Health care costs keep climbing. In the last 30 years, the US consumer price index rose about 4 percent per year. During this time, the cost of physician services increased at an annual rate of 5 percent and the cost of hospital services a whopping 8 percent per annum. Americans now spend two and a half times more per capita on health care than the average of other wealthy nations. Projecting these rates into the future, economists predict that 62 percent of our gross domestic product will be devoted to health care in 2105 (up from 7 percent in 1970 and about 18 percent in 2011).

Virtually without exception, Democrats and Republicans agree that this spiral is unsustainable. According to William Baumol, however, the conventional wisdom is wrong. A professor of economics and the academic director of the Berkley Center for Entrepreneurship and Innovation at New York University, Baumol argues in "The Cost Disease" that it is inevitable that cost increases in labor- intensive industries will outpace inflation but that they will be offset by productivity gains in manufacturing and agriculture, which ensure "a cornucopia of desirable services and abundant products" in the future.

The principal threat to health care, Baumol claims, is the illusion that we cannot afford it without making devastating cuts in other vitally important areas.

The "Cost Disease" is provocative -- it also leans heavily on assumptions and engages in a bit of bait-and-switch. Insisting that firms cannot endure without substantial investment in research and development, Baumol shrugs off the Great Recession with an assertion that there is "little reason to worry" that overall productivity growth will slow in the near future.

Conceding that health care costs are increasing far more rapidly in the United States than elsewhere, Baumol acknowledges as well that if they are not contained "with carefully considered adaptations" then other services vital to a good quality of life (including schools, libraries, performing arts, and police and fire protection) will have to be curtailed.

And so, when all is said and done, Baumol insists, along with just about everybody else, that there is no excuse for failing to act to cut health care costs in the United States. He rounds up the usual suspects (disease prevention through lifestyle changes, halting unnecessary or even marginally beneficial tests and treatments, and reform of medical liability and medical insurance systems) before concentrating on saving time and labor in the activities of health care personnel. If each patient had a bar- coded ID bracelet and nurses administered medications only after scanning it, Baumol indicates, errors could well be reduced by 50 percent, with a savings of about $93 billion (not including a reduction in malpractice insurance premiums).

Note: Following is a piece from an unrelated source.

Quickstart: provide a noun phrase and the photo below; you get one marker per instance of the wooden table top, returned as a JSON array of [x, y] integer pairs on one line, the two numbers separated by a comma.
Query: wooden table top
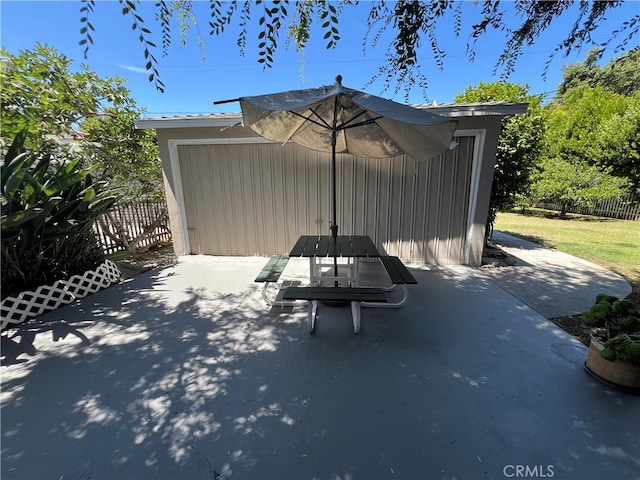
[[343, 246]]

Perhaps because it has a relatively modest impact on costs, Baumol does not address the still highly controversial Affordable Care Act of 2010, which among other provisions, bans preexisting condition exclusions, allows parents to cover their children up to the age of 26, makes insurance more portable for those who change jobs, extends eligibility under Medicaid, and (to prevent free- riding) requires all Americans to maintain minimum standards of coverage. Baumol does not calculate the financial impact (including reductions in administrative costs) of universal coverage or a single-payer system. Nor does he estimate the savings associated with regional purchasing cooperatives, which leverage the power of numbers to negotiate lower prices from insurance providers and pharmaceutical companies.

The debate on these options rages on, all too often via slogans and sound bites. Even if productivity continues to produce prosperity, it seems clear that Americans must make tough decisions and Baumol's book offers limited assistance.